Diastolic function of the heart depends on passive elastic properties of the myocardium as well as on active diastolic force generation due to calcium activation of contractile proteins.25 26 27 Beat-to-beat regulation of diastolic calcium occurs predominantly by SR calcium uptake and transsarcolemmal Na+-Ca2+-exchange.11 In addition, calcium uptake by mitochondria may contribute to control of diastolic calcium.28
The present finding of higher Na+-Ca2+–exchanger protein levels in group I than in groups II and III or in nonfailing hearts supports the hypothesis that an increase in protein levels of Na+-Ca2+ exchanger represents an important mechanism for regulation of diastolic calcium elimination and diastolic function in the failing human myocardium.
We were concerned that the frequency-dependent rise of diastolic force in group II and III hearts may have been the consequence of calcium overload due to damage of the muscle strip. However, this is unlikely because diastolic force tended to be even lower in group III at low stimulation rates, and the ratio of developed to diastolic force tended to be higher in group III than in group I muscles.

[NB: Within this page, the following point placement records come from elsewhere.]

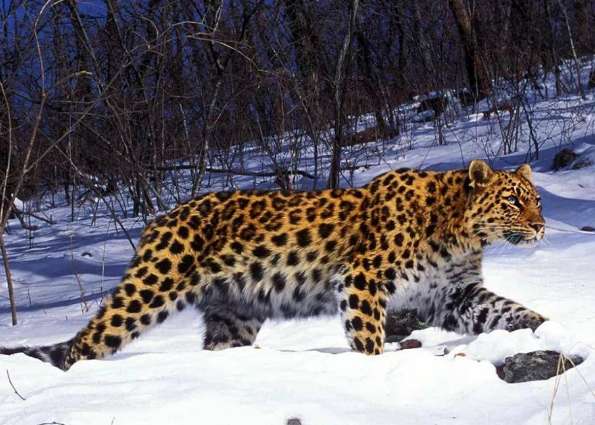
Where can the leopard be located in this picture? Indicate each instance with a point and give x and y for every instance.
(407, 240)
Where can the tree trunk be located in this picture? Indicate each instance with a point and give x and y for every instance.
(478, 79)
(13, 306)
(339, 97)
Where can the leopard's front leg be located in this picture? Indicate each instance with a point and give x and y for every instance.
(473, 309)
(363, 303)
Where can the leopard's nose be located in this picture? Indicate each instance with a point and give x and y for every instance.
(538, 227)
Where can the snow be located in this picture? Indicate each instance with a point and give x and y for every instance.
(304, 369)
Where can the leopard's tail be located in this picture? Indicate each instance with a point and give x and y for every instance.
(54, 354)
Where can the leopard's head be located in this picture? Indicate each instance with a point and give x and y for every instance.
(503, 205)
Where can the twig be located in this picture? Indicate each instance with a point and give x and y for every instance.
(238, 172)
(12, 385)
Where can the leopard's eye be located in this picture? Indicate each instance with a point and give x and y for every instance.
(513, 200)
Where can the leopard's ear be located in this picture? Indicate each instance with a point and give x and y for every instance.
(480, 173)
(524, 171)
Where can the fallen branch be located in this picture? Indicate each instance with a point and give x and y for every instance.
(12, 385)
(238, 172)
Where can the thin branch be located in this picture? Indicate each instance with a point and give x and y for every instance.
(13, 387)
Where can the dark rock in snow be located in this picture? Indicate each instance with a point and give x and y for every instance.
(408, 344)
(563, 159)
(535, 366)
(399, 325)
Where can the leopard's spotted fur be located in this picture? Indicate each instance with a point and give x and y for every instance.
(408, 239)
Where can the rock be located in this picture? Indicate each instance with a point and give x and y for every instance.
(535, 366)
(581, 163)
(399, 325)
(563, 159)
(408, 344)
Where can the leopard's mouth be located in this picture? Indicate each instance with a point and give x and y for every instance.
(516, 238)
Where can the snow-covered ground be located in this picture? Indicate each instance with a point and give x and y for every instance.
(303, 369)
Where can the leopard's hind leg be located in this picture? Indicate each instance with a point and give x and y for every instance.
(229, 326)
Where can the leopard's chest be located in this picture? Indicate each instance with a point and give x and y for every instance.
(423, 288)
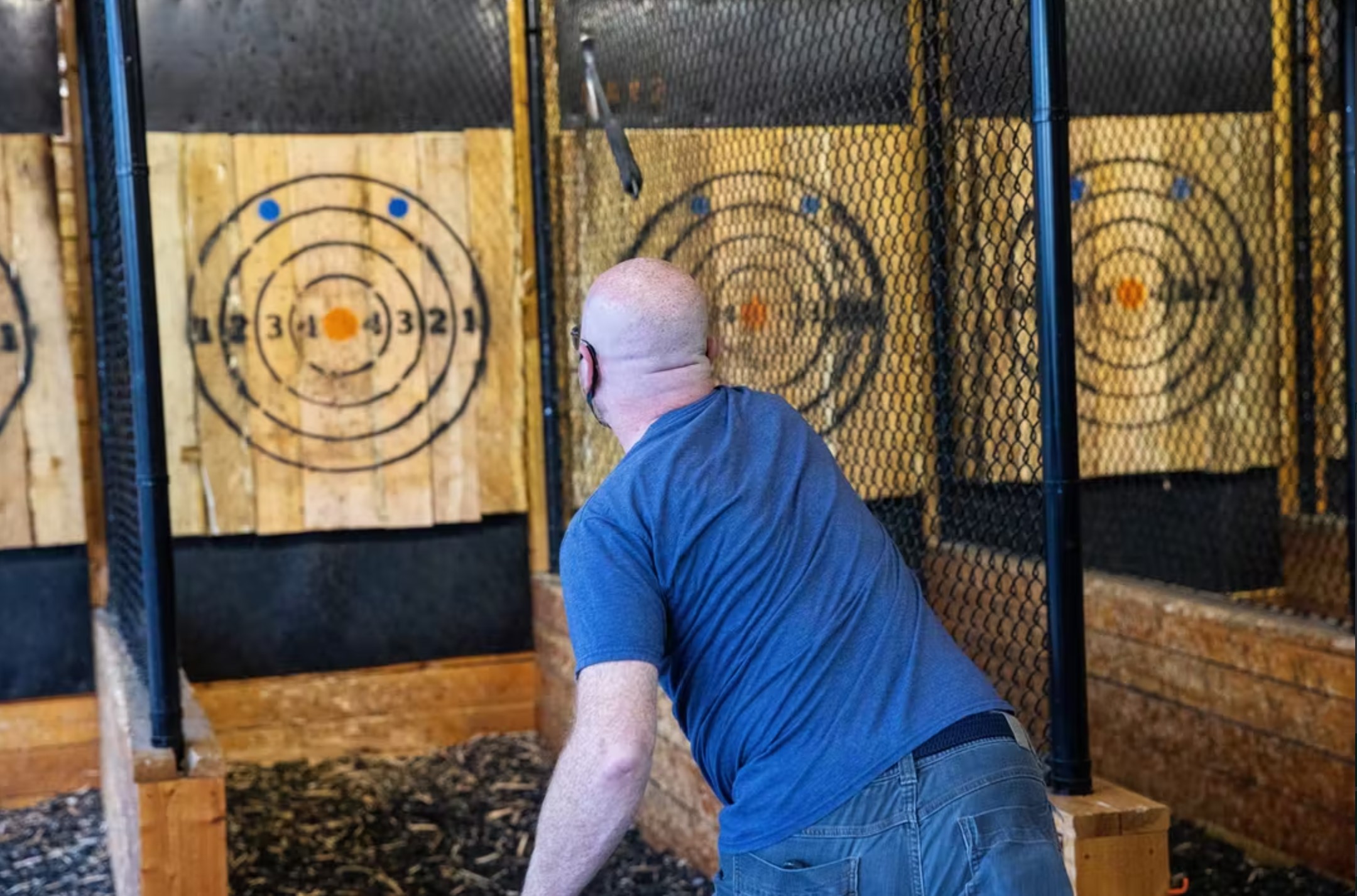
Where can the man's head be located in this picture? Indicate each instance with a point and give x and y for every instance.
(646, 325)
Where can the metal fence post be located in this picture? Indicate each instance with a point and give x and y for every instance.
(1303, 312)
(1348, 65)
(1070, 764)
(546, 311)
(153, 480)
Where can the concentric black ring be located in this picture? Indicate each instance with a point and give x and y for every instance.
(429, 319)
(17, 331)
(790, 229)
(1188, 242)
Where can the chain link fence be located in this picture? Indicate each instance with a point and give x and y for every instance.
(853, 188)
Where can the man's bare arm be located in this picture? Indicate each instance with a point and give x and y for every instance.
(599, 780)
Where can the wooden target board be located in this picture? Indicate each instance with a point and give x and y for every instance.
(1175, 299)
(41, 499)
(340, 327)
(817, 281)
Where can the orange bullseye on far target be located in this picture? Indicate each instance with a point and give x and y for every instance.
(340, 325)
(753, 313)
(1131, 293)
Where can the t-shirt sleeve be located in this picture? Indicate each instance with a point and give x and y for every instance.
(614, 602)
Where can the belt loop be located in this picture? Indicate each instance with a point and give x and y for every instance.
(1020, 732)
(908, 772)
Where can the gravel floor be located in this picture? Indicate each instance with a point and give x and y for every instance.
(450, 823)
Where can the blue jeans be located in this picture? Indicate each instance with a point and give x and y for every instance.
(973, 819)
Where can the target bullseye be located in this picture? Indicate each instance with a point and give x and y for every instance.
(1165, 292)
(360, 320)
(1131, 294)
(795, 288)
(15, 343)
(341, 325)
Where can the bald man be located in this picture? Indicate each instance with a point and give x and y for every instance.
(854, 747)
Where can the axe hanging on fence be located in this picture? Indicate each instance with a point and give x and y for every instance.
(600, 112)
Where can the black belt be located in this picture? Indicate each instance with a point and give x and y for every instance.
(969, 730)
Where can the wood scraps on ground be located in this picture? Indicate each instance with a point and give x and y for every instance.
(458, 822)
(56, 848)
(461, 821)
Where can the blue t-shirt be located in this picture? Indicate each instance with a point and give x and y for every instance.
(728, 549)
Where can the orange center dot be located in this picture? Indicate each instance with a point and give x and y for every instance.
(753, 313)
(1131, 293)
(341, 325)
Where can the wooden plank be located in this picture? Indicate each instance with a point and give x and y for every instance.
(262, 161)
(1302, 652)
(51, 424)
(334, 500)
(673, 769)
(555, 710)
(183, 837)
(227, 467)
(668, 824)
(1116, 842)
(1109, 811)
(15, 521)
(494, 244)
(1208, 769)
(180, 391)
(1135, 865)
(299, 700)
(539, 559)
(554, 654)
(1310, 718)
(403, 487)
(454, 456)
(31, 774)
(70, 154)
(49, 721)
(548, 608)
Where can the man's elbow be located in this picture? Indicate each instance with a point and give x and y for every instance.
(626, 761)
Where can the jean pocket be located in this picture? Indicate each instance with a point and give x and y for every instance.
(1014, 850)
(752, 876)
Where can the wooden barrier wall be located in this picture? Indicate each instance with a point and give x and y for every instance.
(1231, 715)
(41, 499)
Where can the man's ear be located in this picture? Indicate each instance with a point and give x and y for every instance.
(586, 372)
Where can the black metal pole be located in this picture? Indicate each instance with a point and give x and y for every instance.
(935, 149)
(129, 126)
(1303, 312)
(1071, 769)
(1348, 64)
(546, 310)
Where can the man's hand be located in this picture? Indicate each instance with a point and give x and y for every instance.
(599, 780)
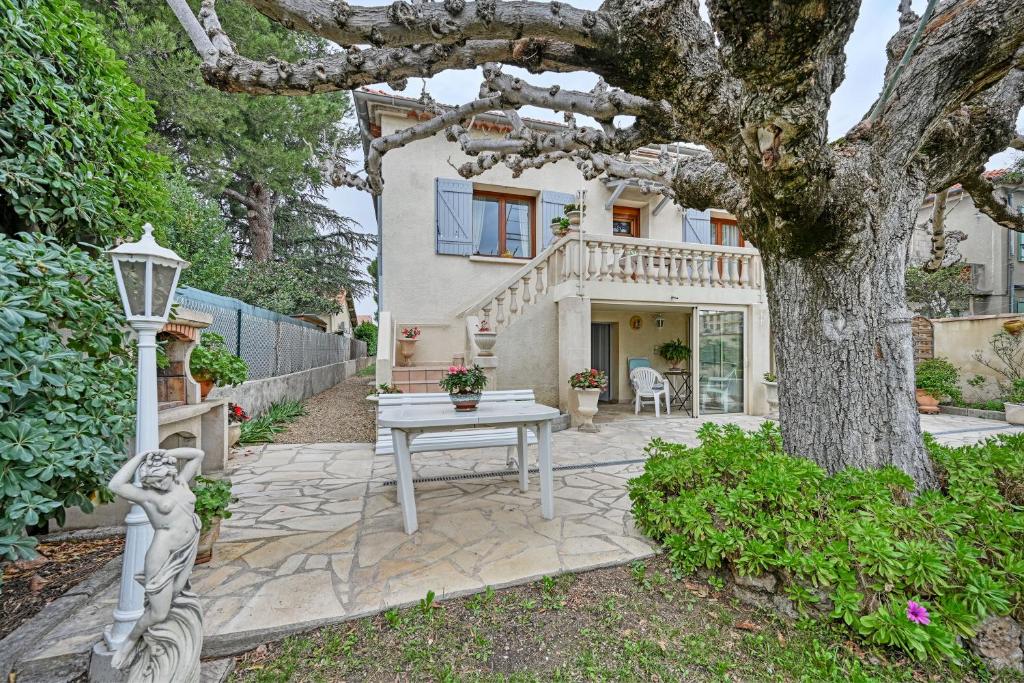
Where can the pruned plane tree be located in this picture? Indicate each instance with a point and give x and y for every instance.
(752, 86)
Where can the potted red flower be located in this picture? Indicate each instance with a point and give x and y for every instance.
(588, 385)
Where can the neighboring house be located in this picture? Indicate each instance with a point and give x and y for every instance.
(993, 254)
(340, 322)
(455, 252)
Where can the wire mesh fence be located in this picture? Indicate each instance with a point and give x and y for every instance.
(271, 344)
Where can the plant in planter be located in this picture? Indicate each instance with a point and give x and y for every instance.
(407, 344)
(675, 351)
(464, 386)
(573, 213)
(936, 379)
(588, 385)
(485, 338)
(236, 416)
(212, 500)
(211, 364)
(560, 226)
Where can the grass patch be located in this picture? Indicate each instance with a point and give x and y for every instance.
(639, 623)
(266, 426)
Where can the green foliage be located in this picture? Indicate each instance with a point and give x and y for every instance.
(67, 383)
(199, 235)
(857, 538)
(211, 360)
(941, 294)
(464, 380)
(212, 499)
(674, 350)
(74, 157)
(939, 378)
(263, 428)
(367, 331)
(281, 287)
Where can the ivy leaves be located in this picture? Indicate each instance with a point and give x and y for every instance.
(854, 547)
(67, 383)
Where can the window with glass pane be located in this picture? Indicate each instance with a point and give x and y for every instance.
(721, 387)
(503, 225)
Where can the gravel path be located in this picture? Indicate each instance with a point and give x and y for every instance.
(341, 414)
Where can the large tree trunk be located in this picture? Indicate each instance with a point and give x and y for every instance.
(844, 349)
(260, 217)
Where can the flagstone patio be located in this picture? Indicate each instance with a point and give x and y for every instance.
(315, 535)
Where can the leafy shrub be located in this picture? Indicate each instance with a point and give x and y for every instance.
(74, 129)
(367, 331)
(211, 360)
(212, 499)
(856, 542)
(939, 378)
(67, 383)
(266, 426)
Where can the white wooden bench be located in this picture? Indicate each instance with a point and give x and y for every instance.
(456, 440)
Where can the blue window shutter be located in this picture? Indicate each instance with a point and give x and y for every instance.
(552, 206)
(696, 226)
(454, 216)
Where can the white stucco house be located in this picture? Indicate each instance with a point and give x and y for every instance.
(642, 270)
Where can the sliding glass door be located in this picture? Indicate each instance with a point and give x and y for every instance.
(721, 361)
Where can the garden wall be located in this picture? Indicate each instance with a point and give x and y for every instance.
(257, 395)
(957, 338)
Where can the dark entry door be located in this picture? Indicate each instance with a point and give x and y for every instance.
(600, 352)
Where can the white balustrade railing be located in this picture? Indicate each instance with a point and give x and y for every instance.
(584, 258)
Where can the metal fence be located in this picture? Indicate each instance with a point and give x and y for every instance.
(270, 343)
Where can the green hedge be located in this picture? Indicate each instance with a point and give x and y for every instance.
(858, 542)
(67, 384)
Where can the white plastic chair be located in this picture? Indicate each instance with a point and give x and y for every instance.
(649, 386)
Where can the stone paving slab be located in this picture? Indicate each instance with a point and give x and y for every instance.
(316, 537)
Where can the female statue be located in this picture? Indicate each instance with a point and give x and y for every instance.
(165, 643)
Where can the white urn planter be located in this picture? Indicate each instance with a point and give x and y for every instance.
(771, 391)
(407, 347)
(587, 408)
(1015, 413)
(485, 342)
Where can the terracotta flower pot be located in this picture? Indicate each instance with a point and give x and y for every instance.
(205, 387)
(233, 432)
(927, 403)
(206, 541)
(407, 347)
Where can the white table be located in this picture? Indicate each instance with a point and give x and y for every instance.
(409, 421)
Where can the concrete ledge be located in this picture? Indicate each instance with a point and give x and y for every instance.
(31, 633)
(257, 395)
(973, 413)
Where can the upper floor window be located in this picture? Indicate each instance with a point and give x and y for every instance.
(626, 221)
(503, 224)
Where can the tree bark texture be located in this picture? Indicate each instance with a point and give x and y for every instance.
(844, 350)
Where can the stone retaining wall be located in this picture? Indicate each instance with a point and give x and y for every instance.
(257, 395)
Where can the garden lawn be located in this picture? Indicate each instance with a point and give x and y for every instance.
(627, 623)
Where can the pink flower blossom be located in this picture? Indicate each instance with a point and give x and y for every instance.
(916, 613)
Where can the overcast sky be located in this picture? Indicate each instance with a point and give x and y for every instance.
(864, 67)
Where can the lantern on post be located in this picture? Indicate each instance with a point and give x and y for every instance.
(147, 275)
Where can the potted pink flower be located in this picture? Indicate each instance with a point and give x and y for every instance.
(465, 386)
(588, 385)
(485, 338)
(407, 344)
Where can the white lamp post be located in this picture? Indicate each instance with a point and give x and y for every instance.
(147, 275)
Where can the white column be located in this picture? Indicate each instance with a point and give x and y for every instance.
(139, 532)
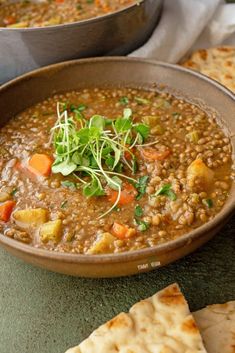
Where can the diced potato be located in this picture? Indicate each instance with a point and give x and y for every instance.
(151, 120)
(193, 136)
(51, 231)
(199, 175)
(157, 130)
(4, 196)
(32, 217)
(104, 244)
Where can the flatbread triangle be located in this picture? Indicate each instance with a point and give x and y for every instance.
(159, 324)
(217, 326)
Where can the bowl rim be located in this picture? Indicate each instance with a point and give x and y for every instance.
(223, 215)
(80, 23)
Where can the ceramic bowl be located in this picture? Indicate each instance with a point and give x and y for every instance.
(119, 72)
(118, 33)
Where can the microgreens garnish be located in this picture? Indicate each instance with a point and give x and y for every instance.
(167, 191)
(93, 150)
(141, 185)
(124, 100)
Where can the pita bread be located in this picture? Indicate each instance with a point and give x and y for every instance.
(217, 63)
(217, 326)
(160, 324)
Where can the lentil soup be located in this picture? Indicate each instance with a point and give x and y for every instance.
(111, 170)
(23, 14)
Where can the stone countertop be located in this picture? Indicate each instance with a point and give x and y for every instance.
(44, 312)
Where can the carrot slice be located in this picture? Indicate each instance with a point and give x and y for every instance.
(154, 155)
(9, 20)
(128, 194)
(40, 164)
(6, 209)
(122, 231)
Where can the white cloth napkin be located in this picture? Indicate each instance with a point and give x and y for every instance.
(189, 24)
(184, 25)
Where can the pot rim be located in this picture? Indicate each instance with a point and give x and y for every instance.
(80, 23)
(223, 215)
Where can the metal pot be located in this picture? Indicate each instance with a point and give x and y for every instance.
(117, 33)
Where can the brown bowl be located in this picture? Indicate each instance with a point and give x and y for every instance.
(112, 72)
(117, 33)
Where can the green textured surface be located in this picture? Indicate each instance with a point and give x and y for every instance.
(43, 312)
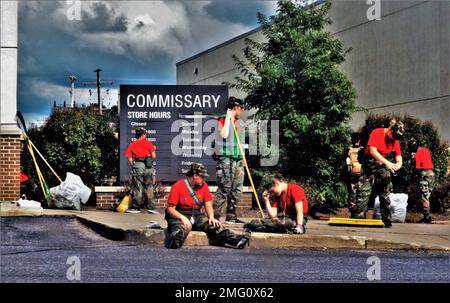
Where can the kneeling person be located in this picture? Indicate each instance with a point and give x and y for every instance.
(187, 198)
(286, 205)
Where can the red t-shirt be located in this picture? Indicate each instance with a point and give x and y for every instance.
(383, 144)
(180, 197)
(140, 149)
(423, 159)
(222, 122)
(286, 202)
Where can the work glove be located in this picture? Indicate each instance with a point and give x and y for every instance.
(299, 229)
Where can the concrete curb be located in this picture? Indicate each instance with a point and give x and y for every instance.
(259, 240)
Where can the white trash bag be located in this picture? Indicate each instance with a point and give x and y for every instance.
(70, 193)
(399, 203)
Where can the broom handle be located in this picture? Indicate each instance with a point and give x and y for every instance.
(247, 169)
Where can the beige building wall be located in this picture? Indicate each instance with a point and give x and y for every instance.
(398, 64)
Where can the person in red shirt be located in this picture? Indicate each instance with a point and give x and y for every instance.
(286, 205)
(188, 201)
(424, 176)
(377, 170)
(141, 154)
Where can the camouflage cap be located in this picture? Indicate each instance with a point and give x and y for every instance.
(232, 102)
(397, 129)
(198, 169)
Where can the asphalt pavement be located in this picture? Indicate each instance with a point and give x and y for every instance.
(43, 249)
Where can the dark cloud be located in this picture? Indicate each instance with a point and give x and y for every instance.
(103, 19)
(234, 11)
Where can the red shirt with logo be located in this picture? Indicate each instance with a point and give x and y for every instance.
(180, 197)
(140, 149)
(423, 159)
(286, 202)
(221, 122)
(384, 145)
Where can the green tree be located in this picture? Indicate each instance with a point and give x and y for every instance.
(294, 77)
(79, 141)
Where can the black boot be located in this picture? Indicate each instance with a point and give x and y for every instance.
(425, 219)
(387, 223)
(176, 239)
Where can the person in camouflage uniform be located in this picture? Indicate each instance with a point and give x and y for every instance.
(141, 154)
(377, 169)
(424, 176)
(230, 167)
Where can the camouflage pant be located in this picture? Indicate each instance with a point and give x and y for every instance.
(230, 178)
(375, 179)
(352, 187)
(272, 226)
(216, 236)
(142, 186)
(425, 185)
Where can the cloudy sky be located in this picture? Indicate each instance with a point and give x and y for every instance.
(133, 42)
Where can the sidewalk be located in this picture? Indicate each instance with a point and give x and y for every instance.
(319, 234)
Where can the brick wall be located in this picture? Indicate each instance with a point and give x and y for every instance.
(108, 201)
(9, 167)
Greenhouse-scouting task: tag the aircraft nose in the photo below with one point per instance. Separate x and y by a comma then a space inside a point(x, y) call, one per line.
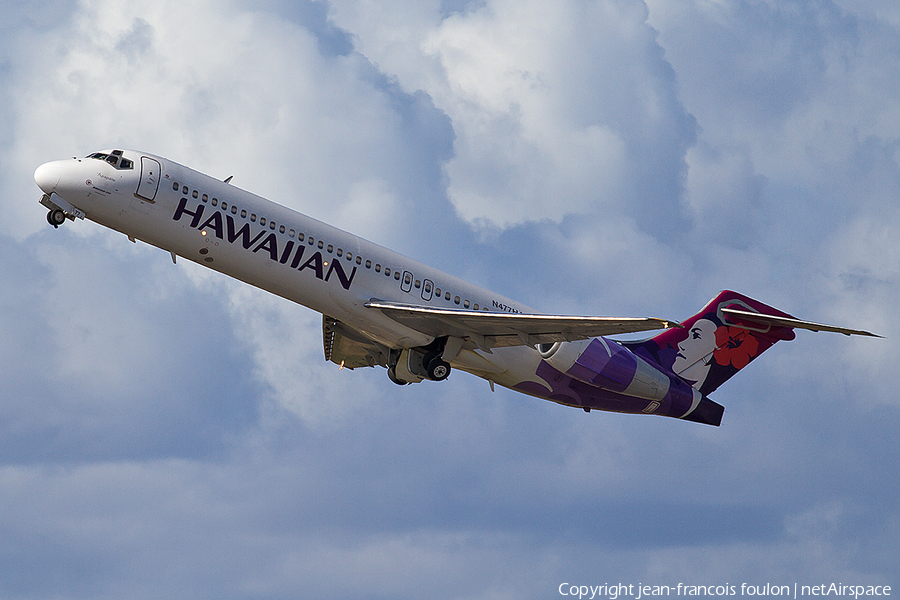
point(47, 176)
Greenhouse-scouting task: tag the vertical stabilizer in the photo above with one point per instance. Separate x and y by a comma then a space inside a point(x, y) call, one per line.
point(713, 346)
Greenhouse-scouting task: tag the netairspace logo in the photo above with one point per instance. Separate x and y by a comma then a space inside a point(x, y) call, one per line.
point(640, 591)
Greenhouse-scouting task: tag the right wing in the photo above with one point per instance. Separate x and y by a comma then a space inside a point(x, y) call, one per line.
point(486, 330)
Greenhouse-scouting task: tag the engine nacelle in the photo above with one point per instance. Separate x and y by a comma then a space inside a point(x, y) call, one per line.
point(605, 364)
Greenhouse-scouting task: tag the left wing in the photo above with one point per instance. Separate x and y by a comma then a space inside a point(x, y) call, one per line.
point(488, 330)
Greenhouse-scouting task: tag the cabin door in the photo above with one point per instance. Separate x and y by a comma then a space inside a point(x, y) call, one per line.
point(150, 172)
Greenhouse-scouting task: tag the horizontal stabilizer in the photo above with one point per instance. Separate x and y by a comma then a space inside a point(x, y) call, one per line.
point(495, 329)
point(769, 320)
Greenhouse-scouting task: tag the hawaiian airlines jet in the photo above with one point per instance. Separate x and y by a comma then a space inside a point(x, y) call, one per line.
point(383, 309)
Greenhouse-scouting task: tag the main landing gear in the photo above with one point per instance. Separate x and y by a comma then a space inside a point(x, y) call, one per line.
point(413, 365)
point(56, 217)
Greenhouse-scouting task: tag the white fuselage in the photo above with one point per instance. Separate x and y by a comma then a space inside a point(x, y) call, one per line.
point(280, 250)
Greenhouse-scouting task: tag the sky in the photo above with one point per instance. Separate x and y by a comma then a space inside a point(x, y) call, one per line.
point(168, 432)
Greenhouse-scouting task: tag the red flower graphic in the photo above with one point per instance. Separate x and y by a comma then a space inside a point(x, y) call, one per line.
point(735, 347)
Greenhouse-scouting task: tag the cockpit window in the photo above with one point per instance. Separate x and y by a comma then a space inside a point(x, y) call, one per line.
point(115, 159)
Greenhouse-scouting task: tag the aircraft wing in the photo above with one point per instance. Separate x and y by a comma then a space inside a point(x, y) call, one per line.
point(769, 320)
point(488, 330)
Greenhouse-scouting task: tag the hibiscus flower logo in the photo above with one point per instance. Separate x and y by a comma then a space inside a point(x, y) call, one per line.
point(735, 347)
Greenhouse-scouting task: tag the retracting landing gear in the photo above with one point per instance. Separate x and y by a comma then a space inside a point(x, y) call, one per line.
point(436, 368)
point(413, 365)
point(56, 217)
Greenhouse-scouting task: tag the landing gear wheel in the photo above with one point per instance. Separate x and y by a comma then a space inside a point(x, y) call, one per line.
point(56, 217)
point(392, 375)
point(437, 369)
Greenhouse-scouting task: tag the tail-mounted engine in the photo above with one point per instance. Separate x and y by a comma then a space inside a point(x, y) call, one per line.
point(605, 364)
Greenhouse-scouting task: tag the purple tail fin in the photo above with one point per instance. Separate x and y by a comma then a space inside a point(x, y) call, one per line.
point(712, 346)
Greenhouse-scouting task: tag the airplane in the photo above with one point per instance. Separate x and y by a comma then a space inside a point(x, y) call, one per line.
point(380, 308)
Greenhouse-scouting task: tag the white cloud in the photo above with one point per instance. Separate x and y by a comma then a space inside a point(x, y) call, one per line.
point(172, 432)
point(558, 109)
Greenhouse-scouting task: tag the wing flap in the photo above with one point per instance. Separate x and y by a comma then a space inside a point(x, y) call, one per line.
point(488, 330)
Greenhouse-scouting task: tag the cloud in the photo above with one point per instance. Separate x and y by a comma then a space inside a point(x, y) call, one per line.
point(558, 109)
point(166, 431)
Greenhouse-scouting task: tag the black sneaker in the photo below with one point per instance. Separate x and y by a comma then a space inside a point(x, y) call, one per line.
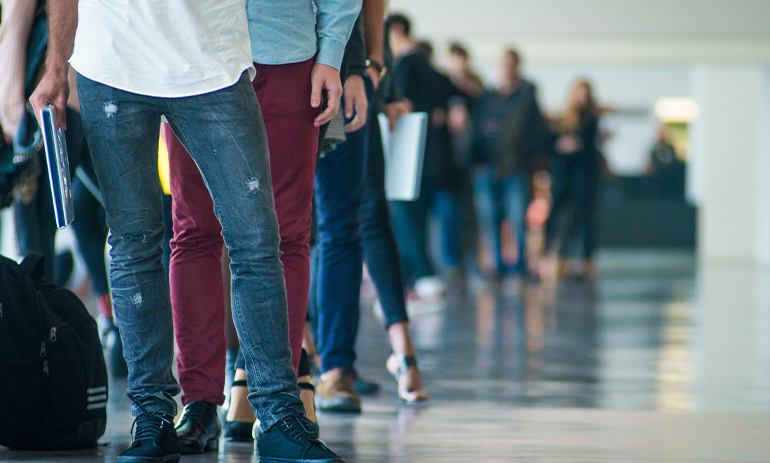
point(294, 439)
point(238, 431)
point(199, 428)
point(155, 441)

Hypoxia as a cause of disturbed diastolic function is also unlikely because cross-sectional areas were similar in all groups and were below the critical cross-sectional areas above which hypoxia may occur under experimental conditions in human myocardium.4 17 18 Furthermore, there was no significant correlation between the cross-sectional areas of the individual muscle strip preparations and the rise of diastolic force at 180 min-1.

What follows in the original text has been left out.